Congressman Tom Price (R-GA) plans to introduce legislation that would make a number of changes to weaken the power of unions in the federal government.
Known as the Federal Employee Rights Act, the bill creates several procedures that would deal a blow to federal employee unions.
The most significant change put forth in the bill would likely create future financial problems for these unions. Currently, a federal employee is free to sign up to have dues withheld and the government sends money to the union under the terms of the applicable collective bargaining agreement. Once the employee signs up to have dues withheld from his paycheck, there is typically a window to withdraw that authorization at some future date. The union is assured that money will go into the union’s treasury for some period of time. Some employees who have a change of heart about paying dues may not be able to back out of these financial obligations for a year or so depending on the requirements of the bargaining agreement in effect at the agency.
That would change under the proposed legislation. The Federal Employee Rights Act, if passed into law, would prohibit union dues from being deducted from federal employees’ paychecks. No doubt, such a change would be a substantial hit into the financial stability of federal employee unions.
But there are also other substantial changes that would impact federal employee unions.
There are very few union representation elections held in the federal government where “no union” is selected as the winner of the election. To win such an election under current practice, the outcome is determined by a majority of the votes that are cast. In other words, if a majority of the employees voting vote in favor or a union (or in favor of “no union”), the union becomes the representative of all employees in the bargaining unit.
There are occasions when most employees in a bargaining unit do not vote in an election to determine whether they will be represented by a union in the future. If, as is usually the case, a union wins the election, everyone in the bargaining unit is represented whether they voted or not. Also, any agreement reached by the union applies to the entire bargaining unit.
The Federal Employee Rights Act would change this procedure. The proposed legislation would require that a majority of employees in the bargaining unit would have to vote in favor of a union for the union to become the bargaining representative instead of just winning a majority of the votes that are cast.
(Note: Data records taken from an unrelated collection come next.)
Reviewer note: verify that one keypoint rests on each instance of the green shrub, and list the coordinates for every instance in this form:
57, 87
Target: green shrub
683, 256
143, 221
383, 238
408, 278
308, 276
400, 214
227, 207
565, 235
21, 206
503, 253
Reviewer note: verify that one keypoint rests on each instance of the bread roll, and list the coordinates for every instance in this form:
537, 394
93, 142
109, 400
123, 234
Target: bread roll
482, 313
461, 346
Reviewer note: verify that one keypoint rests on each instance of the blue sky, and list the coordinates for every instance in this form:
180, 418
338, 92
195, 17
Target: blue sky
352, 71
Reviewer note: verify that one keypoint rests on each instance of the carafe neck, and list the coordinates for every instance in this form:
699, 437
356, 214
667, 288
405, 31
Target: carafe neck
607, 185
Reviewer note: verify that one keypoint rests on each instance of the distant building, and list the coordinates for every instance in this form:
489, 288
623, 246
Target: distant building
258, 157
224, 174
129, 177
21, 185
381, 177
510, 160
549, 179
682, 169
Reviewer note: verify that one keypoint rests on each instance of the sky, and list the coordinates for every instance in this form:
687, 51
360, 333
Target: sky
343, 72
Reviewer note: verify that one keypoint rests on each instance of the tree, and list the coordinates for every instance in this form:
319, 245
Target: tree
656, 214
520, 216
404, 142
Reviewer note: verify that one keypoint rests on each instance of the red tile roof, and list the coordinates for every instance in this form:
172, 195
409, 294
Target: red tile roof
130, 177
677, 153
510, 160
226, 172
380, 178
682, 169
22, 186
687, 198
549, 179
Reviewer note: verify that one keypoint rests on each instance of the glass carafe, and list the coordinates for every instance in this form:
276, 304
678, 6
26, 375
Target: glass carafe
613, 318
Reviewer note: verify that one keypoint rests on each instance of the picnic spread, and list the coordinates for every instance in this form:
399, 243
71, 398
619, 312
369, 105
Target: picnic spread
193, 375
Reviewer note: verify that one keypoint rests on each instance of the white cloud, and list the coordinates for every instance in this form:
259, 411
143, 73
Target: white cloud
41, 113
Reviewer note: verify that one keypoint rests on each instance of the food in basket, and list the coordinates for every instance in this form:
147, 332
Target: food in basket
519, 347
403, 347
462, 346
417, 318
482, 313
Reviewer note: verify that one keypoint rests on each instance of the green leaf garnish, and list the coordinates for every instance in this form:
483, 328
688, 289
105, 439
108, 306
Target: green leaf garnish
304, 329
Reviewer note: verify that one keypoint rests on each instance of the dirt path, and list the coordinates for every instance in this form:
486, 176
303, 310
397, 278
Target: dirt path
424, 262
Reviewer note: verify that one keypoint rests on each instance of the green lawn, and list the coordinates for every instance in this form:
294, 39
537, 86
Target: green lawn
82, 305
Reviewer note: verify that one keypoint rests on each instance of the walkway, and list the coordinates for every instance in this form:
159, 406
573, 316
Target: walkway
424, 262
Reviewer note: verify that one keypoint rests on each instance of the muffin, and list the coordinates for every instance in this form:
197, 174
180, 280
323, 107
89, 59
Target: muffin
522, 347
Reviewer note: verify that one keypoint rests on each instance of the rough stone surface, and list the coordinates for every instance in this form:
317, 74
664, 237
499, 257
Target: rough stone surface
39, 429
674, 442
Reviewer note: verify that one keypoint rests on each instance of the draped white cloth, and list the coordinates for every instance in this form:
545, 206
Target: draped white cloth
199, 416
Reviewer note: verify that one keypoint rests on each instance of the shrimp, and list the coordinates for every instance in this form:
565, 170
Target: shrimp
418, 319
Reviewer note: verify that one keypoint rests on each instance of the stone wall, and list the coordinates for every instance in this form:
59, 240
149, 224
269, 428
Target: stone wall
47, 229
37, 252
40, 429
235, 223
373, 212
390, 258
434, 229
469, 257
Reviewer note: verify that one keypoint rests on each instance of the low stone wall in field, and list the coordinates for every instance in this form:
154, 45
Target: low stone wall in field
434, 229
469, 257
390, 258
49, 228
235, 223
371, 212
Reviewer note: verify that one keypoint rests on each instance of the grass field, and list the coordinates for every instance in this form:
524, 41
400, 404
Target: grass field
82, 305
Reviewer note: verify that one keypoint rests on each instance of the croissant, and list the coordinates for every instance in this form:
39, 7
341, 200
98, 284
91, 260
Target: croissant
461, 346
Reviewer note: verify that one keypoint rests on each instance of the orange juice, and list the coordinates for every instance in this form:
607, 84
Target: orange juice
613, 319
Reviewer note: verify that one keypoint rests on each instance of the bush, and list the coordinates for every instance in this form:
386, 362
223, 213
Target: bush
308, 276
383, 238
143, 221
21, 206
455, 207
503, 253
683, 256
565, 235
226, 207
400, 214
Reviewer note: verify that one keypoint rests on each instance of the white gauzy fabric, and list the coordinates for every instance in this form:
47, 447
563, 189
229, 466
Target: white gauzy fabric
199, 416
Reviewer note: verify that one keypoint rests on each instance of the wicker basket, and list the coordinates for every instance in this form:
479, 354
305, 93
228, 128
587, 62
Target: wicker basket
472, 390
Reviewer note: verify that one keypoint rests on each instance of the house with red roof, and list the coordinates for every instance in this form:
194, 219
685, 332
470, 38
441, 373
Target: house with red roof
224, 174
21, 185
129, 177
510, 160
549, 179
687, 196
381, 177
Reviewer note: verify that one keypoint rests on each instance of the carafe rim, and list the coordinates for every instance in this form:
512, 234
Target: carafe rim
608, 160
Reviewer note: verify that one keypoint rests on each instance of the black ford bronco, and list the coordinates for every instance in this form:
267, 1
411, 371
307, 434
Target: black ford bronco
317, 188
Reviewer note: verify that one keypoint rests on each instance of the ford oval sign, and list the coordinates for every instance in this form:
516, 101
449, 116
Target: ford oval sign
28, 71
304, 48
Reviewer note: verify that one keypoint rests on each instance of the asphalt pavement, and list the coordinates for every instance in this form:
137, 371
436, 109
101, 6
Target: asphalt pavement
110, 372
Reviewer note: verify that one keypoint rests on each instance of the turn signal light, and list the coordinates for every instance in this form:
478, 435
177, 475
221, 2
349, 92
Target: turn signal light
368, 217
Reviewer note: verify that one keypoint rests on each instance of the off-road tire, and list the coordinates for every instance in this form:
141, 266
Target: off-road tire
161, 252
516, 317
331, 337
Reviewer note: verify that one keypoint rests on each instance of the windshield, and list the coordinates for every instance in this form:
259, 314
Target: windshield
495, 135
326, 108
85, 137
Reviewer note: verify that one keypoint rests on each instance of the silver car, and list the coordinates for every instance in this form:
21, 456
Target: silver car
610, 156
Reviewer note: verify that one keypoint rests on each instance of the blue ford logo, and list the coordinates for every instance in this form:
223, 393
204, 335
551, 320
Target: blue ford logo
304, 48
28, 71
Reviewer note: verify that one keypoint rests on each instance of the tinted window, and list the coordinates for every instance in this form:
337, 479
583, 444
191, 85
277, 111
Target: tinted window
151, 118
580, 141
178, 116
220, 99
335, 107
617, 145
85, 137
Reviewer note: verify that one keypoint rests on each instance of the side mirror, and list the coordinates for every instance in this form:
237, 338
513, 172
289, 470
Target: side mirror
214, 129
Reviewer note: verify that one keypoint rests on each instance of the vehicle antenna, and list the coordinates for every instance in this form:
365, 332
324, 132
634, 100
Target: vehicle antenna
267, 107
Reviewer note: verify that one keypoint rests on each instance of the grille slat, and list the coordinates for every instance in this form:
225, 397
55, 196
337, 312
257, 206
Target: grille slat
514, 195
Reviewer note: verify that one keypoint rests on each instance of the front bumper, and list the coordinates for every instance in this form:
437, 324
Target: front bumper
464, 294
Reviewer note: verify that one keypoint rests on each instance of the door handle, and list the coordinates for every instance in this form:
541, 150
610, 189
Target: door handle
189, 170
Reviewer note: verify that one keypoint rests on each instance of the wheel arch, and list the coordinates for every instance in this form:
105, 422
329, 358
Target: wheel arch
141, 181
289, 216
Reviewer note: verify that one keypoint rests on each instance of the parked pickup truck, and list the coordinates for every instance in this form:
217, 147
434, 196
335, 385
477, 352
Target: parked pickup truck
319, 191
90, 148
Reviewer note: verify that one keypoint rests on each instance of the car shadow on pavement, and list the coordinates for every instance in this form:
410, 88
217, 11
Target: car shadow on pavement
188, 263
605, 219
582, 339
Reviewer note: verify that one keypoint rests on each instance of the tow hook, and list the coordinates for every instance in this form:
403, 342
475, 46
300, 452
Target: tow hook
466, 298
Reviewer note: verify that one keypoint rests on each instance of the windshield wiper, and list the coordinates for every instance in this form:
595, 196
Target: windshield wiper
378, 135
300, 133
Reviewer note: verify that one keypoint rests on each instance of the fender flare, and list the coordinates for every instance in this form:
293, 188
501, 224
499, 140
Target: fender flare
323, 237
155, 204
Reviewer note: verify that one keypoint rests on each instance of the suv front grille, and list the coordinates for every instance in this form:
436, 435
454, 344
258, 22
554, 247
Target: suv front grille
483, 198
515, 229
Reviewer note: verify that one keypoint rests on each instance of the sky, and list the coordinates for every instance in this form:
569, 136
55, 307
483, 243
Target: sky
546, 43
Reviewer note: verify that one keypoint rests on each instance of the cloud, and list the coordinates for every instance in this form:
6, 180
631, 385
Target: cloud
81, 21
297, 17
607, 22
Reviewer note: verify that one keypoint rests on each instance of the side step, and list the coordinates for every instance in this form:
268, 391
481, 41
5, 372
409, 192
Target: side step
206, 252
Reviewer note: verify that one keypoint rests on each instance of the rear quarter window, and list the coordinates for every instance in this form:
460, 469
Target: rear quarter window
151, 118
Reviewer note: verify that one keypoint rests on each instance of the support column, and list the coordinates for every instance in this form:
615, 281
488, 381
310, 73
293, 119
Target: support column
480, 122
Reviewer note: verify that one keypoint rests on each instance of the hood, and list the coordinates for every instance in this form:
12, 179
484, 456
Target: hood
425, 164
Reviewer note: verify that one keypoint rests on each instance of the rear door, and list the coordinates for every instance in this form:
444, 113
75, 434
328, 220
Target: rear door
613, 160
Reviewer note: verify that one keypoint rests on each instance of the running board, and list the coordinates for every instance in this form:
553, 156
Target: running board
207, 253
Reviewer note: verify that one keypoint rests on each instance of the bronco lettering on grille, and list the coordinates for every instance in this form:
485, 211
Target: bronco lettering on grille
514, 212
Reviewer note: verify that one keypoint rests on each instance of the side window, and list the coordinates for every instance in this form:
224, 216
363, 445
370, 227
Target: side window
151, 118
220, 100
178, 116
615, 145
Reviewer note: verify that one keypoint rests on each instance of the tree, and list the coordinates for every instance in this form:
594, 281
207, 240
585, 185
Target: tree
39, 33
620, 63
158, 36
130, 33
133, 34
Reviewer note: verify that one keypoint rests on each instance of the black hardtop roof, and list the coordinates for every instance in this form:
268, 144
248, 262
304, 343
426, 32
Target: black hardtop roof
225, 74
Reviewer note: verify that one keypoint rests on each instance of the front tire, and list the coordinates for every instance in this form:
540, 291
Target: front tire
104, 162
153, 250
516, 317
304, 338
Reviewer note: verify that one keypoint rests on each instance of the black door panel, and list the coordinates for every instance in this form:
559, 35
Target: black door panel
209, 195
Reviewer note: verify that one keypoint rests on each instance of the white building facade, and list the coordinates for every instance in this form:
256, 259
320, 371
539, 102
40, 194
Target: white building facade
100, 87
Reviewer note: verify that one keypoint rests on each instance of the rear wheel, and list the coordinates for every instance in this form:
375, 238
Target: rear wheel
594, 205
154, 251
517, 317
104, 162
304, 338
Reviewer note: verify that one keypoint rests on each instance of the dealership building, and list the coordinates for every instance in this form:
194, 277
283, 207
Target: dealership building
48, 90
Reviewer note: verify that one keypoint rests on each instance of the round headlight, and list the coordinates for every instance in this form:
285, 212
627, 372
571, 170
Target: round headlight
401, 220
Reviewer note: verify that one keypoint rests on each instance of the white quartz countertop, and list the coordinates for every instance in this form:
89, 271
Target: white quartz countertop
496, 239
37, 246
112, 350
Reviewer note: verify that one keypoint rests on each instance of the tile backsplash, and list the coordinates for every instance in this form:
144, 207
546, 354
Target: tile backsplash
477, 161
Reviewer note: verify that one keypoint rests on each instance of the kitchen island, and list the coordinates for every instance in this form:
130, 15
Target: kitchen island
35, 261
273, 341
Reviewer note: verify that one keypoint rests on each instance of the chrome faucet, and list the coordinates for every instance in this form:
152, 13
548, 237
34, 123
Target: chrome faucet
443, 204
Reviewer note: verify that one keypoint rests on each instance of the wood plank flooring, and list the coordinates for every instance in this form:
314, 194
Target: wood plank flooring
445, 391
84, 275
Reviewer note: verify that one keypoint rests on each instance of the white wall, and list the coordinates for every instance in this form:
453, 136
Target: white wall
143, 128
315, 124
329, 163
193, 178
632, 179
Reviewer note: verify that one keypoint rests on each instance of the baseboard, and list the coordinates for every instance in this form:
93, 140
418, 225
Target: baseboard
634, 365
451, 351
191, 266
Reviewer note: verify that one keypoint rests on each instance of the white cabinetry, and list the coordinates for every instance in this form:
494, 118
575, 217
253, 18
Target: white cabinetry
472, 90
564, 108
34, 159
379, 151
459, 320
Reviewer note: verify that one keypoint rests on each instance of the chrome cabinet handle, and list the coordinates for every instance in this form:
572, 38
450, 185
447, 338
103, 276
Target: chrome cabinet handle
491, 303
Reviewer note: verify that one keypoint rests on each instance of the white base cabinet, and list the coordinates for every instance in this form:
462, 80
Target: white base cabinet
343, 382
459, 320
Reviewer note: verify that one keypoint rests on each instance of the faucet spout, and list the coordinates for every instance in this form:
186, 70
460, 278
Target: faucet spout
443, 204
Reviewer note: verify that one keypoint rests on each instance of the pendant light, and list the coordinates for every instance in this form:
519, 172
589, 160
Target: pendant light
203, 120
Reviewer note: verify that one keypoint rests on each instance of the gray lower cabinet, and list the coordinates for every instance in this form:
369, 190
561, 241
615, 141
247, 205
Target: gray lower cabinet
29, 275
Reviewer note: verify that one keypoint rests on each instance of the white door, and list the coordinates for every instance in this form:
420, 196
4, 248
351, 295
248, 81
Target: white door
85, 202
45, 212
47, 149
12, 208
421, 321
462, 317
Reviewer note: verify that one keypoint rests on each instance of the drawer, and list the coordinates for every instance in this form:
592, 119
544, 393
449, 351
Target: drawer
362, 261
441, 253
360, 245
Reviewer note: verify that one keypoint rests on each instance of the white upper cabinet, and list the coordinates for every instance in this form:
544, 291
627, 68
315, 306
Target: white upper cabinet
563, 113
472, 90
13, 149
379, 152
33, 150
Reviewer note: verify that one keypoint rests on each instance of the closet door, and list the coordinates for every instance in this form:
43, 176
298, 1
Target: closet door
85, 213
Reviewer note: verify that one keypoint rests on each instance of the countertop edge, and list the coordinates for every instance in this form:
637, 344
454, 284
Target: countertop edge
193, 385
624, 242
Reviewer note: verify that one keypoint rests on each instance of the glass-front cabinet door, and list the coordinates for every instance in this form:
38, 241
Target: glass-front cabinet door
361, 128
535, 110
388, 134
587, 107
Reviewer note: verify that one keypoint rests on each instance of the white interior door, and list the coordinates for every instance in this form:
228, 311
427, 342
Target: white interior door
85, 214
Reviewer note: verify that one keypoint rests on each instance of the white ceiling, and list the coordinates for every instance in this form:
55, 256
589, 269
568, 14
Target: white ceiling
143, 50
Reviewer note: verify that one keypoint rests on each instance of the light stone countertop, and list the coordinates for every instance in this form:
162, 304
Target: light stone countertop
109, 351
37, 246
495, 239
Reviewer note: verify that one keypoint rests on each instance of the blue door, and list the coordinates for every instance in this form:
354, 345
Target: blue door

An employee who does not vote in the election would be assumed to have voted in favor of “no union.” In short, it would be much harder for a union to win a representation election in the federal government than is currently the case.
The legislation would also make changes to how federal workers unionize. Under current law, 30% of a bargaining unit’s employees must sign a petition requesting to form a union. Price’s bill would raise that figure to 50%.
The bill would also prohibit federal employee unions from using dues for any purpose not directly related to the organization’s collective bargaining activities on behalf of the employees unless the employees authorize the union to do so in writing. Employees may also elect to withhold their personal information from unions if they make the request in writing.
The legislation would also require union elections to be conducted by secret paper ballot. That is routinely done now in in representation elections that are supervised by the Federal Labor Relations Authority (FLRA).
The legislation would also apply to Postal Service employees.
While this bill does not appear to have a significant chance of becoming law, it is not surprising that unions are vehemently opposed to it.
In a press release from AFGE, the largest federal employee union, AFGE notes that: “This bill is being called the Federal Employee Rights Act, but don’t let the title fool you – this is a blatant attempt to strip employees of their basic workplace rights and disempower the people who care for our veterans, inspect our food, and deliver our social security checks.”
In the private sector, unions are not anywhere near the source of power they once were when America was a manufacturing nation. Millennials, who now make up the largest portion of the American workforce by age, have generally not been interested in joining unions in any significant numbers, unlike their Baby Boomer and Generation X parents, who previously joined in large numbers.
Government at all levels has become the source of strength for unions, and more than half of union members now work for state, local or federal government. Union strength in government has become an increasing source of friction at the state and local level and some states, such as Wisconsin, have become battle grounds during election season as legislatures try to cut back on the power of unions in elections.
Since we are now in a presidential election year and, as federal employee unions are already endorsing their favorite candidates for president and local offices (supporting Democrats in the vast majority of cases), we are likely to see significant pushing back against the role of unions in government.
Bills such as this one introduced by Congressman Price could threaten the role of unions in government at some future time but are unlikely to emerge as a new law with a Democrat in the White House. The reaction of federal unions against this bill is understandable as changes in the outcome of elections could easily lead to this type of bill becoming law in the future.